Em que situação estamos depois do ataque que a Rede Tecnológica Privativa do Estado (RTPE) foi alvo?
A situação está estável. Neste momento temos quase 50% dos computadores já na rede, num processo faseado. O nosso objectivo era, hoje [segunda-feira], começar de forma centralizada e remota a colocar todos os computadores na rede, mas ainda faltam alguns testes laboratoriais para concluir. Mas todos os serviços essenciais para o país estão a funcionar de forma estável. Faltam ainda alguns postos de trabalho, de backoffice, mas isso não condiciona o funcionamento dos serviços. Neste momento, para garantir a segurança, criamos um saneamento muito forte da Rede Tecnológica Privativa do Estado, para mitigar riscos futuros. Portanto, respondendo de forma muito objectiva, a situação está estável, todos os dados de soberania que garantem a governação digital foram salvaguardados e estiveram sempre intactos e os serviços foram recuperados e estão a trabalhar normalmente, pelo menos os serviços essenciais para cidadãos e empresas.

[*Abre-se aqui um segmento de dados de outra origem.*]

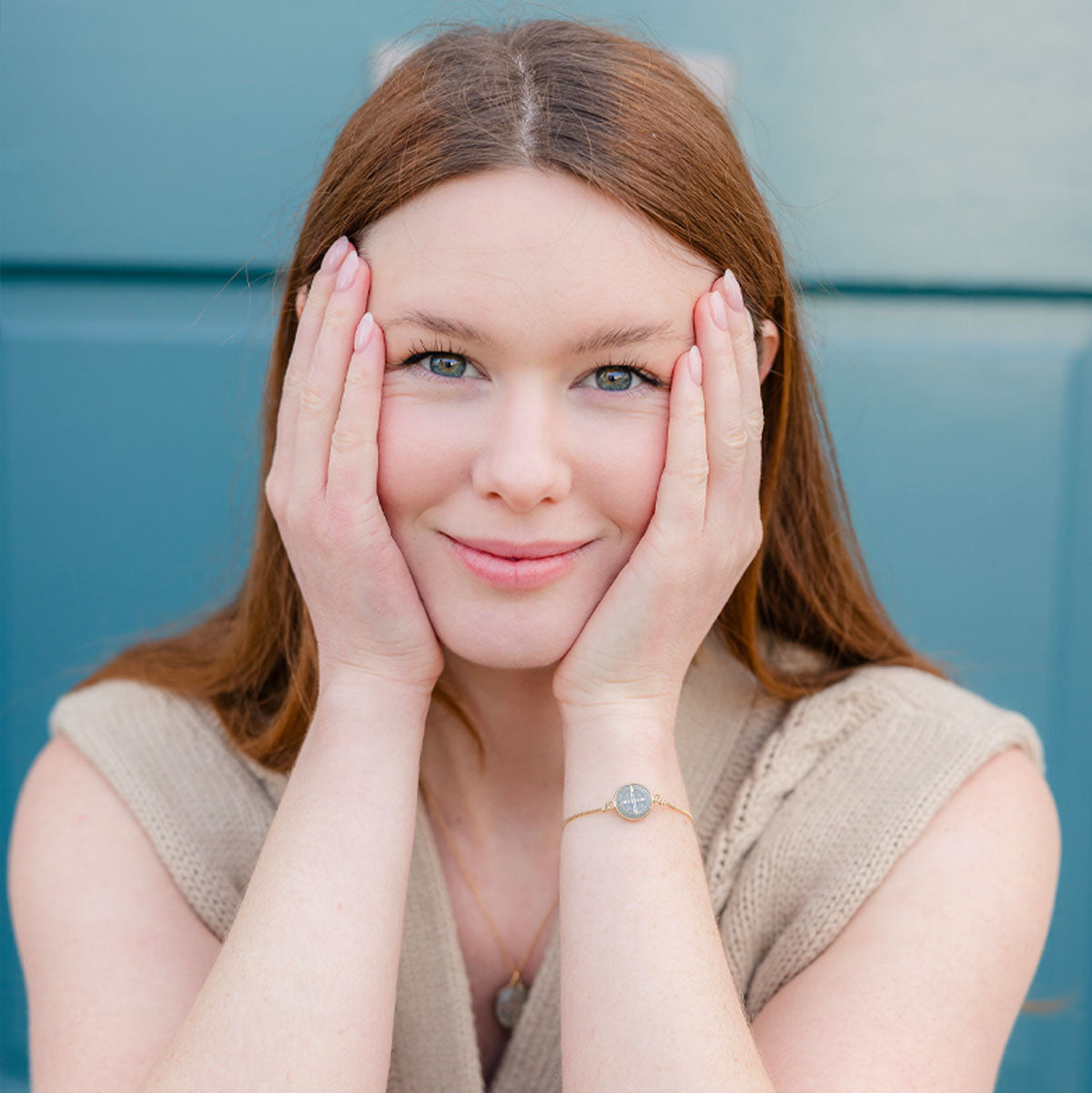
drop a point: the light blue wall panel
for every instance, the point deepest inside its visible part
(948, 140)
(963, 433)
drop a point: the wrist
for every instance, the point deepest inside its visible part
(644, 723)
(369, 707)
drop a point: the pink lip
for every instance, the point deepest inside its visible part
(516, 565)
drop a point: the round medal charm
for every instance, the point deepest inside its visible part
(633, 801)
(509, 1002)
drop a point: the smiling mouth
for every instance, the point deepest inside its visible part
(534, 565)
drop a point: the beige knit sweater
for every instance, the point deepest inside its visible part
(802, 809)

Qual foi a gravidade do ataque?
Muito grave. Muito grave pelo impacto. Tivemos praticamente cinco dias de downtime e isto teve um impacto enorme. Terá de ser feita uma avaliação do ponto de vista material. E depois há o impacto reputacional que foi grande. Mas vamos sair desta crise mais fortes, porque já estamos a tomar um conjunto de medidas do ponto de vista tecnológico. Estamos a rever toda a nossa arquitectura de firewall, com regras muito mais apertadas do ponto de vista de procedimentos. Está em curso uma auditoria interna, a ser feita por uma entidade externa e independente ao nosso sistema de gestão de acessos a toda a governança. Já temos o relatório e um conjunto de medidas e esta crise vai obrigar-nos a implementar essas medidas, algo que já estamos a fazer e vamos acelerar essa implementação. Estamos a fazer um saneamento muito forte, antecipando possíveis ataques de phishing e malware. Estamos a sanear a nossa rede. O impacto é muito grande, mas estamos a sair mais fortes desta crise e com melhores condições para o futuro.
Diz que o impacto foi forte. O que é que se perdeu?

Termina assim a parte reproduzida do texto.